In impala while running queries over large data, sometimes we may get an error like this.
WARNINGS: Create file /tmp/impala-scratch/94869b99d0d6457:765d2bc009a914ad_94869b99d0d6457:765d2bc009a914af_516bff1b-7342-434e-8c95-c777bb7f237e failed with errno=2 description=Error(2): No such file or directory Backend 1:Create file /tmp/impala-scratch/94869b99d0d6457:765d2bc009a914ad_94869b99d0d6457:765d2bc009a914af_516bff1b-7342-434e-8c95-c777bb7f237e failed with errno=2 description=Error(2): No such file or directory
One of my friends faced this issue and on investigation I found that this issue is because of the unexpected deletion of files inside the impala scratch directory. The intermediate files used during large sort, join, aggregation, or analytic function operations are stored in this scratch directory. By default the impala scratch directory is /tmp/impala-scratch. These directoroes will be deleted after the query execution. The best solution for this problem is to change the scratch directory to some other directory. This can be done by starting the impala daemon with the option –scratch_dirs=”path_to_directory”. This directory is in the local linux file system. Not in the hdfs. Impala will not start if it is not having proper read/write access to the files in the “scratch” directory.

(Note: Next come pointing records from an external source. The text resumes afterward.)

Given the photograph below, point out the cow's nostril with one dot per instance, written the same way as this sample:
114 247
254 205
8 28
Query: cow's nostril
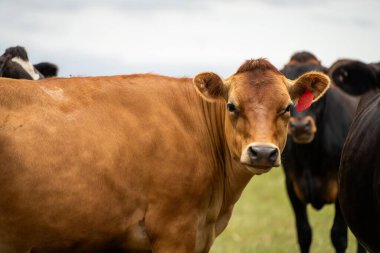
263 155
253 153
273 155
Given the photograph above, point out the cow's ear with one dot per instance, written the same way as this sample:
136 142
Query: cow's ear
210 86
315 83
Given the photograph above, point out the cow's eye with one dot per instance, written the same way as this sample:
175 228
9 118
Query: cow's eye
287 109
231 107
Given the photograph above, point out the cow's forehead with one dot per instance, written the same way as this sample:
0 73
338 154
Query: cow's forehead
259 86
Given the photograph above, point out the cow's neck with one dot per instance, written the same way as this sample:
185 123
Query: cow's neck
235 176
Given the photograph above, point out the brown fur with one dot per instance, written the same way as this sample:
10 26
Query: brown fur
126 163
256 65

If you are using impala in EMR cluster, to modify the start up options, make the changes in the bootstrap action. If you want to modify this conf in an existing EMR cluster, stop the service nanny in all the nodes and restart the impala with this scratch directory property. If service nanny is running, you will not be able to restart the impala with this new argument because the service nanny will perform the service restart before your restart .. 🙂